Cairn Energy ready to reinvest in India if retro tax issue is resolved: CEO

Industry:    2019-08-05

Britain’s Cairn Energy PLC, which gave India its biggest onshore oil discovery and gas find that opened the KG basin, is keen to reinvest in the country if a retrospective tax issue it is facing is resolved, its chief executive said.

Cairn, which in early 1990s grew the Ravva oil and gas field in the Krishna Godavari basin in the Bay of Bengal and then went on to find the country’s biggest onland oil discovery in the Thar Desert of Rajasthan, was in 2014 slapped with a tax demand of10,247 crore over an internal business reorganisation it did of its India business years back.

The tax department confiscated its dividend income, stopped tax refund and sold its shares to recover the tax demand which was raised using the 2012 retrospective tax legislation.

“We are keen to reinvest in India provided this retrospective tax issue is resolved. India is one place where we would like to look at exploration licensing rounds,” its CEO Simon Thomson told PTI here.

Cairn Energy, which had in 2011 sold its India business to Vedanta Ltd, has challenged the retrospective tax demand before an international arbitration tribunal and expects India to honour the outcome, which is expected before the end of the year.

The company has over two decades built a comprehensive knowledge of the Indian sedimentary basin and is best suited to explore, he said.

“We want to reinvest and the sooner we can stop talking about (retrospective tax) and move to talking about something positive, the better it will be for India and all of us,” he said.

Since the retrospective tax demand was raised against Cairn Energy, India has conducted five auctions — three for pure play exploration blocks and two for discovered oil and gas fields, but none of them attracted any significant new international name. The rounds have been dominated by oil PSUs such as ONGC and domestic private player Vedanta.

Prime Minister Narendra Modi wants India’s oil import dependence to be reduced by 10% by 2022 and to raise domestic output through involvement of foreign and private players who have better technology and understanding of sedimentary basins.

But the oil import dependence has only increased in recent years and is now over 83%.

“Companies always look at areas where they have expertise. 20 years of working in Indian sedimentary basins has given us enough knowledge and understanding,” he said. “Ask ONGC or other partners, we are a good operator. So actually we are pretty well placed”. Such is our reputation abroad that we can bring new international partners (into India). We can act as a catalyst. There is a lot to do as India has huge unexplored and under explored areas,” he added.

While the Ravva field that Cairn opened is still producing, the Rajasthan block contributes to 30% of domestic production.

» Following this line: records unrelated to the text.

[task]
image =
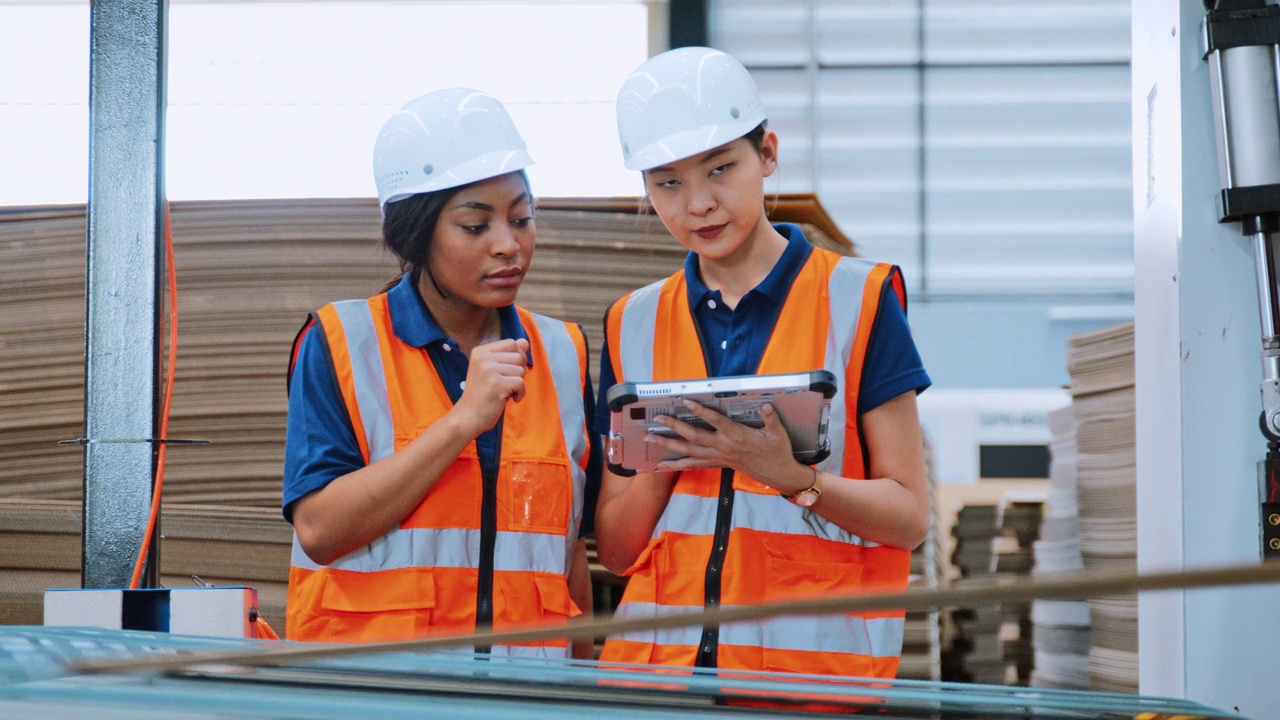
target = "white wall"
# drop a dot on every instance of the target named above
(284, 99)
(1197, 386)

“It was in the early 1990s when we first came into India. We built up the Ravva field which is still producing. We then made discoveries in the Cambay basin (off Gujarat) and than got into Rajasthan,” he said. “Government revenues from Rajasthan during the 10 years of its production has been about $20 billion.”The discovery has helped Barmer prosper into a flourishing region which now is second only to Jaipur in terms of GDP in Rajasthan, he said. “It’s a positive legacy that we have.”An international arbitration tribunal had in August 2018 concluded main court hearings in Cairn Energy’s challenge to the Indian government using retrospective legislation to seek10,247 crore in taxes. The tribunal was supposed to give an award by February 2019, but now it is expected not before the end of the year. The case has impacted Cairn’s international shareholders such as Blackrock, Fidelity, Franklin Templeton and T Rowe Price.

In January 2014, Cairn Energy received notice from India’s income tax department, requesting information relating to the group reorganization done in 2006. The I-T department attached the company’s near 10% shareholding in Cairn India, which was subsequently merged with its parent Vedanta.

Cairn Energy held a 4.95% stake in Vedanta post that move.

Cairn Energy received a draft assessment order from the Indian I-T department in March 2015 and subsequently filed a notice of dispute under the UK-India Investment Treaty in order to protect its “legal position and shareholder interests”.

Pending arbitration proceedings, the I-T department, beginning May 2018, has sold most of Cairn shares to recover tax dues.

Cairn Energy’s claim under the treaty is for monetary compensation of $1.4 billion, the sum required to reinstate the company to the position it would have been in, but for the actions of the tax department since January 2014.